ALMOST 200 young doctors started their training at the Royal Blackburn and Burnley General hospitals yesterday, beginning a crucial shadowing period which ‘could potentially save lives’.

The first day of a doctor’s hospital training in the NHS has been dubbed ‘black Wednesday’, after researchers found that ‘death rates’ increase slightly as new intakes of junior medics arrive on the wards.

But Linda Whitfield, head of education at East Lancashire Hospitals NHS Trust, said every effort will be made to give the trainees the right support.

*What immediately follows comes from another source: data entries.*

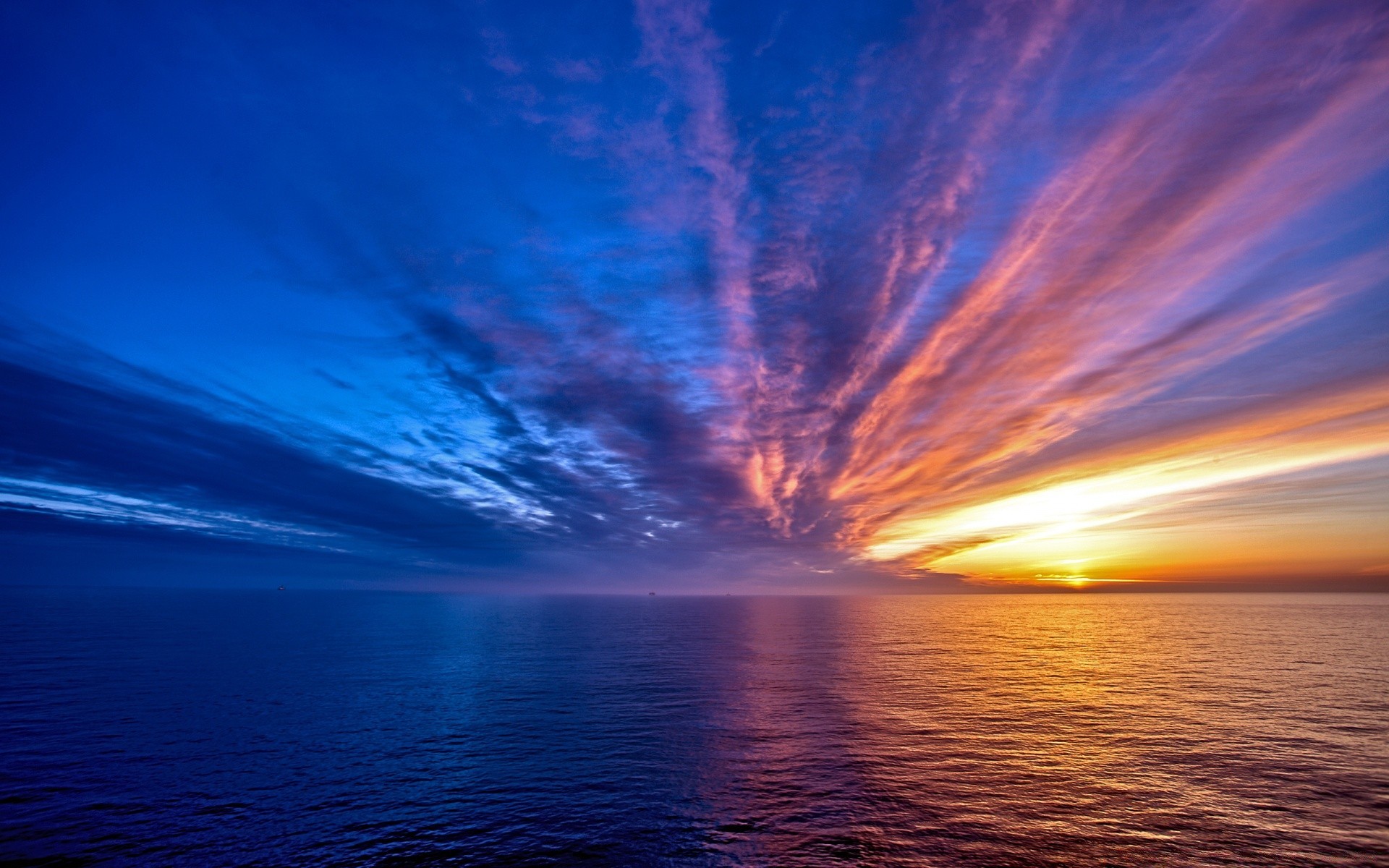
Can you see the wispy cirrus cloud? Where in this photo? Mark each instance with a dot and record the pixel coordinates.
(825, 288)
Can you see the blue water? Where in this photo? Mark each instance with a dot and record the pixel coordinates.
(315, 728)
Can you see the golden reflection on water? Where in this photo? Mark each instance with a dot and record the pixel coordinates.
(1060, 729)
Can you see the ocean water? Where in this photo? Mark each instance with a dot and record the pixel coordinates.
(314, 728)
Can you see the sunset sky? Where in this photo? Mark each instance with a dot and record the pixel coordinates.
(696, 296)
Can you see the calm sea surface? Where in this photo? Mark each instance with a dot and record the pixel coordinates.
(302, 728)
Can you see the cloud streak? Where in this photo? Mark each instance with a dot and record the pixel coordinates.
(809, 292)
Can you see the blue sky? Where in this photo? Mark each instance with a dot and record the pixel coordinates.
(694, 296)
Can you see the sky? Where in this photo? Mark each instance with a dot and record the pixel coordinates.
(691, 296)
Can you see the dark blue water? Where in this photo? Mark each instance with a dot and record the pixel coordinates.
(300, 728)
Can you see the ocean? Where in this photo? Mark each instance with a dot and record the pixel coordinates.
(145, 727)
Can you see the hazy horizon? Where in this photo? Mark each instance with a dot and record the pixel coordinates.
(677, 295)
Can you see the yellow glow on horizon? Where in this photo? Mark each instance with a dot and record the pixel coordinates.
(1043, 527)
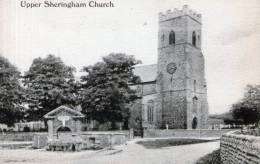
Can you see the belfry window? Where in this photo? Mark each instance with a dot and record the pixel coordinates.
(194, 104)
(172, 37)
(162, 38)
(194, 85)
(194, 38)
(150, 111)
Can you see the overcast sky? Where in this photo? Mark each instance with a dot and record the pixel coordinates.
(230, 38)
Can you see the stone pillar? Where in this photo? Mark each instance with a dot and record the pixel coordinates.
(78, 126)
(50, 128)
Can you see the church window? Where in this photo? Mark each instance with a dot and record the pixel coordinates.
(162, 38)
(194, 38)
(172, 37)
(150, 111)
(194, 104)
(194, 85)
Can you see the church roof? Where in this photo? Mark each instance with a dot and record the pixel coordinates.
(147, 73)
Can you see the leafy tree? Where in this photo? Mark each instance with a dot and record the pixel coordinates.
(248, 109)
(49, 83)
(106, 93)
(10, 93)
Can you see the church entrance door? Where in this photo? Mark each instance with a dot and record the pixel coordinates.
(194, 123)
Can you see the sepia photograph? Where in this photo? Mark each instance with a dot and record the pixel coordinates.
(129, 82)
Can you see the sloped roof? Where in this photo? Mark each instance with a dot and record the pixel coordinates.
(147, 73)
(52, 114)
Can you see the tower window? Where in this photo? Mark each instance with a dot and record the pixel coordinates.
(172, 37)
(194, 85)
(162, 37)
(194, 104)
(194, 38)
(150, 111)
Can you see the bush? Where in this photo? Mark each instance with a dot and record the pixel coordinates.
(26, 129)
(160, 143)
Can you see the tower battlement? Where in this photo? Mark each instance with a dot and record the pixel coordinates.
(169, 14)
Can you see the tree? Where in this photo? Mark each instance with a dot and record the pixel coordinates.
(106, 93)
(248, 109)
(49, 84)
(11, 93)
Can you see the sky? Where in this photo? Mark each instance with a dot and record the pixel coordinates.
(81, 36)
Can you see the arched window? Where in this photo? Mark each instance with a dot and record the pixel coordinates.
(194, 85)
(162, 38)
(194, 38)
(150, 111)
(194, 104)
(172, 37)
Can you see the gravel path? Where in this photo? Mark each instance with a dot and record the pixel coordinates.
(131, 153)
(137, 154)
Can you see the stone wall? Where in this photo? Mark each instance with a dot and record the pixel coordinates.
(184, 133)
(239, 149)
(19, 136)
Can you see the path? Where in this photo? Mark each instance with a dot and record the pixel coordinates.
(131, 153)
(137, 154)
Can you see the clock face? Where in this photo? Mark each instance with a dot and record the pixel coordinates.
(171, 68)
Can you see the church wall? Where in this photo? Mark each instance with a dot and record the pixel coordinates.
(196, 86)
(145, 101)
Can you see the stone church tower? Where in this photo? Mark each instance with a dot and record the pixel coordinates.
(181, 100)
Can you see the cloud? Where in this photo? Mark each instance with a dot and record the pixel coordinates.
(235, 35)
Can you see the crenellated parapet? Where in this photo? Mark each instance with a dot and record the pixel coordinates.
(169, 14)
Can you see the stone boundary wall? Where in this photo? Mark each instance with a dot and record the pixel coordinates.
(29, 136)
(203, 133)
(20, 136)
(239, 149)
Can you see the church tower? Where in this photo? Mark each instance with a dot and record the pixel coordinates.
(181, 85)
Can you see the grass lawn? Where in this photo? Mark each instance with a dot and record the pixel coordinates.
(212, 158)
(160, 143)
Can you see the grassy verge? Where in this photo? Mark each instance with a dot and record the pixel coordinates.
(212, 158)
(160, 143)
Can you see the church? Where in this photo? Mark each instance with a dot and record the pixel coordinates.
(174, 91)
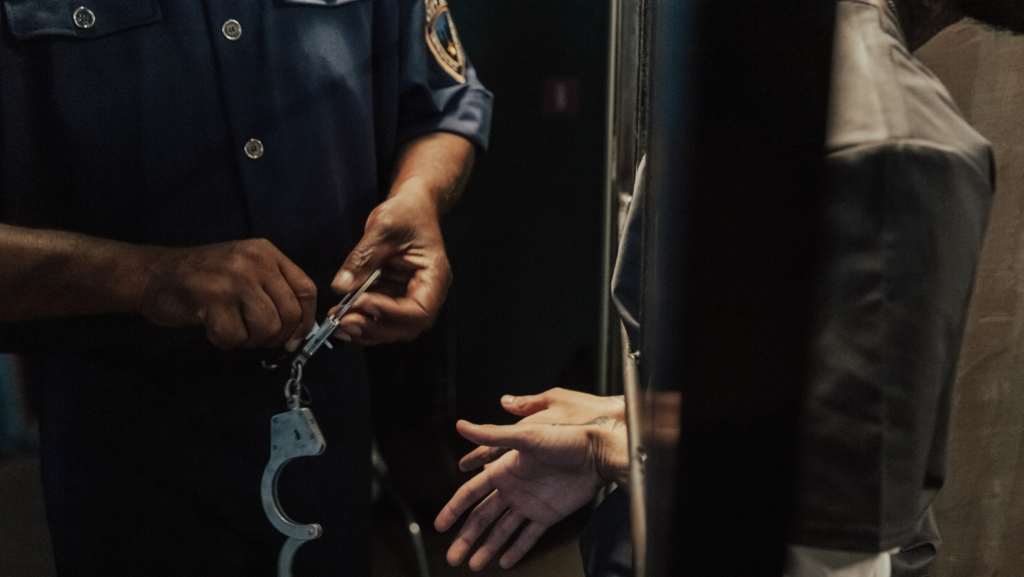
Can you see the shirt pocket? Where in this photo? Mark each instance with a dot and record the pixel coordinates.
(77, 18)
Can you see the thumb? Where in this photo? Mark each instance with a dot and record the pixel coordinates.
(525, 405)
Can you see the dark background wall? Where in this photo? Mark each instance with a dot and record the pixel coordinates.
(525, 240)
(981, 508)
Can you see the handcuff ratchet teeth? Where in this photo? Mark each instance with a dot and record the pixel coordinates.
(295, 434)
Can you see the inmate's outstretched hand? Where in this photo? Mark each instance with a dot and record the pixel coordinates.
(550, 471)
(554, 406)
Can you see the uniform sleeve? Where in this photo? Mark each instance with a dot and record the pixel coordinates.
(904, 227)
(432, 98)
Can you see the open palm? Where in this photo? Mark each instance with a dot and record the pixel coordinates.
(550, 471)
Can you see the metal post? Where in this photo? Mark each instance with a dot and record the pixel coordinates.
(738, 97)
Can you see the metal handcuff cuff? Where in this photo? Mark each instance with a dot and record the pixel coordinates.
(295, 434)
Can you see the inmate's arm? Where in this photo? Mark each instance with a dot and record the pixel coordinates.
(403, 237)
(246, 293)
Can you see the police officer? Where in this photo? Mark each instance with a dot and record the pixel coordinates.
(184, 187)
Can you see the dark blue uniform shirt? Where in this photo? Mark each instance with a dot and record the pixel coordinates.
(137, 120)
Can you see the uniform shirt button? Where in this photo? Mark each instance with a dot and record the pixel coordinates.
(254, 149)
(231, 30)
(84, 17)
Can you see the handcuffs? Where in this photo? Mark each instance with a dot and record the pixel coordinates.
(295, 434)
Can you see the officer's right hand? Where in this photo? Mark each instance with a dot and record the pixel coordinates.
(246, 293)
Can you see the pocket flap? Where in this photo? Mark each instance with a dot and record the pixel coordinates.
(78, 18)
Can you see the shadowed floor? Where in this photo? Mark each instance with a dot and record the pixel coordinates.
(25, 544)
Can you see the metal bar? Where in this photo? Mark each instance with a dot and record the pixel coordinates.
(737, 122)
(638, 511)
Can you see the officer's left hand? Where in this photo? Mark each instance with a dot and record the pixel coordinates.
(403, 238)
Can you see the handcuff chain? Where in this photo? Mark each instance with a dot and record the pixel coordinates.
(295, 393)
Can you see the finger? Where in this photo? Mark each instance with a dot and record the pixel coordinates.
(480, 456)
(391, 320)
(485, 513)
(471, 492)
(303, 290)
(520, 436)
(530, 534)
(287, 307)
(526, 405)
(261, 319)
(503, 529)
(376, 247)
(224, 327)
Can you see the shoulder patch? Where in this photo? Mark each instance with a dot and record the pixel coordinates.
(443, 40)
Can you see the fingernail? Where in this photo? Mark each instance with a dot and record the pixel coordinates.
(345, 280)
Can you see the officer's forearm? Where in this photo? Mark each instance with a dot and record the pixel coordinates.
(48, 274)
(436, 164)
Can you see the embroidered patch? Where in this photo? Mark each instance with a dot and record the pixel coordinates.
(443, 40)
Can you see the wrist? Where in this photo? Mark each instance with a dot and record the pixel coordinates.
(616, 408)
(417, 193)
(610, 448)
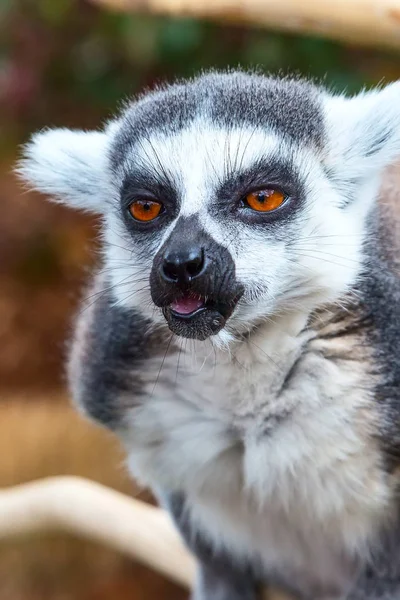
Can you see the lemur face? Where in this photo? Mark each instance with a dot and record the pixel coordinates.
(229, 198)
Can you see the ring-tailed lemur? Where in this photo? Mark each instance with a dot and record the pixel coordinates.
(242, 336)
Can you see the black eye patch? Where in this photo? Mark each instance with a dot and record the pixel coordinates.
(273, 173)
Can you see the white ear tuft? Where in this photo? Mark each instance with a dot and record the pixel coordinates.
(363, 133)
(69, 165)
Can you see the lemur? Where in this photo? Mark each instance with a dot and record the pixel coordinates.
(242, 334)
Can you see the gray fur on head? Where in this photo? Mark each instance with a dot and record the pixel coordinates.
(273, 435)
(202, 143)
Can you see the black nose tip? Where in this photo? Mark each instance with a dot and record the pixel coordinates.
(183, 267)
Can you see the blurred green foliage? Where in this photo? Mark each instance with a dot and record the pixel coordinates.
(69, 62)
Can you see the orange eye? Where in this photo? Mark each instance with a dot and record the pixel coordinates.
(265, 200)
(145, 210)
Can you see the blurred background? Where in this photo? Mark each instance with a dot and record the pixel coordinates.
(68, 62)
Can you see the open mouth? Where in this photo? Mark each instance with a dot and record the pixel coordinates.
(187, 306)
(194, 316)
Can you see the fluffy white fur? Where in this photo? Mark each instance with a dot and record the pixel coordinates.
(315, 491)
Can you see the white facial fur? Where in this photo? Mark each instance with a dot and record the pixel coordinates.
(362, 137)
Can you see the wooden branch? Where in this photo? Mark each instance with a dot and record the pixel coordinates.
(364, 22)
(88, 509)
(91, 510)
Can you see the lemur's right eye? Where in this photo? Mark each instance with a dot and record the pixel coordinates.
(265, 200)
(145, 210)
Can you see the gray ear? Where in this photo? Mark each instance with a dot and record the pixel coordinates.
(363, 132)
(69, 165)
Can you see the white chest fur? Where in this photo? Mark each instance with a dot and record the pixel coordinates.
(279, 469)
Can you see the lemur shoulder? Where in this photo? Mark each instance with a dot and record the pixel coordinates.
(242, 335)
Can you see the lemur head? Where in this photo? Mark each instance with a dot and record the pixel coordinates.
(229, 198)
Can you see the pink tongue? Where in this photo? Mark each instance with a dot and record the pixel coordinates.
(186, 305)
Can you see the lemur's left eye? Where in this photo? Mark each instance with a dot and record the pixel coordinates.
(145, 210)
(265, 200)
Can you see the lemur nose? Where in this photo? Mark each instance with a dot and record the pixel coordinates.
(183, 266)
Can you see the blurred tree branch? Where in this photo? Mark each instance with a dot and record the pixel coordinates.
(373, 23)
(88, 509)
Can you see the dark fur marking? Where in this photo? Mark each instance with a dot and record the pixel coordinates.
(106, 363)
(289, 107)
(221, 576)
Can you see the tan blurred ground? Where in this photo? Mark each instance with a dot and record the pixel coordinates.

She added: “Life as a junior doctor can be a steep learning curve, but we offer the right support to ensure they learn from their peers and that patient safety is not compromised in any way.

“Our new doctors receive ongoing support from senior staff during their time here to help them in their first jobs so we can pre-empt any problems early on and better nurture their skills.”

Mortality statistics obtained by the Lancashire Telegraph appear to back this up, as the number of deaths compared to the expected number actually decreased in August last year, compared to the previous three months.

Known as FY1s (Foundation Year Ones), the latest intake of 69 junior doctors are joined by 117 speciality trainee doctors as they begin on-the-job training in their chosen areas.

They stay with the trust for two years and begin by shadowing the doctors, as well as undergoing training for prescribing, blood transfusion and resuscitation competency.

Dr Ian Stanley, executive medical director, said: “This shadowing period equips junior doctors with the local knowledge and skills needed to provide safe, high quality patient care, from their first day as a doctor."